The findings, published next month in Ebusiness Services Report by analyst Pete Foster, highlight how the FTSE 100 companies are poised to embrace full-scale ebusiness integration.
However, they have taken note of the dotcom failures and this, the report says, will adversely affect the new ebusiness service companies.
"These new companies initially focused on the dotcom market, and early in the year the share prices of these startups rocketed, as did the valuations of their service suppliers. But the bubble burst and now the repeated dotcom failures have rebounded on the service companies that helped to build their businesses," said Foster.
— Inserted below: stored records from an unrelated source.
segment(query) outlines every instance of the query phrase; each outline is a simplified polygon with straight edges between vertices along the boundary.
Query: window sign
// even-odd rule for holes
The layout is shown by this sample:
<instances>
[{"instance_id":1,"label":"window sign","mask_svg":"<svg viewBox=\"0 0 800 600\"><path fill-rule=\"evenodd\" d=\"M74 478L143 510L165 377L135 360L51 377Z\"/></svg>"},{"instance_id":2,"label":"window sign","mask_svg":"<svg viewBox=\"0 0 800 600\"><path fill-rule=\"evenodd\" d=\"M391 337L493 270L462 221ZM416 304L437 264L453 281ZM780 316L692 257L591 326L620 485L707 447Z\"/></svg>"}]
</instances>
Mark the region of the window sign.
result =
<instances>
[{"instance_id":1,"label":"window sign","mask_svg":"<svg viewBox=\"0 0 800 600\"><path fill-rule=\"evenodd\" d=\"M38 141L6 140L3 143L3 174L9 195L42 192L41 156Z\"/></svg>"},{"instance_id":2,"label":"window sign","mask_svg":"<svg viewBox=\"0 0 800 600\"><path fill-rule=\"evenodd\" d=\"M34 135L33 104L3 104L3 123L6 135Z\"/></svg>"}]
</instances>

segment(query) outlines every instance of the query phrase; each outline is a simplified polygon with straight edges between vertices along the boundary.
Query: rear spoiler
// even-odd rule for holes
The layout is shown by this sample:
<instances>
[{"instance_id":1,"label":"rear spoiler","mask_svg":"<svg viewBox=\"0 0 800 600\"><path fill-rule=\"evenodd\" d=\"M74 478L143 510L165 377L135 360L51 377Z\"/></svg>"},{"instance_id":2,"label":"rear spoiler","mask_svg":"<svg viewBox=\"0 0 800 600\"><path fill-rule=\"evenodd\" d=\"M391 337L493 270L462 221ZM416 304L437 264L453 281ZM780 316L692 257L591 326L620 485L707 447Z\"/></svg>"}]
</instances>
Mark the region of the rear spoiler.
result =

"Meanwhile, the bricks and mortar companies have realised there is more to the web than brochureware [an online version of a company brochure]. Over the last year they have come up to speed on the ebusiness potential, but are not so inclined to rush to a new e-services agency when the traditional companies have served them well in the past," he added.
Foster says that although big business "will go the whole hog and focus on back-end integration", there will be no recreation of the technology boom seen earlier this year.
"The market has slowed and will continue to slow," he said. "Ebusiness will not be the driver it was. The dotcoms were very gung-ho, but the large corporates realise it is about more haste less speed, so the speed of growth will be nothing like it was. The boom times are over."
However, Foster predicts that by the end of next year, the corporate move towards strengthening their ebusiness operations will "help the market at that time".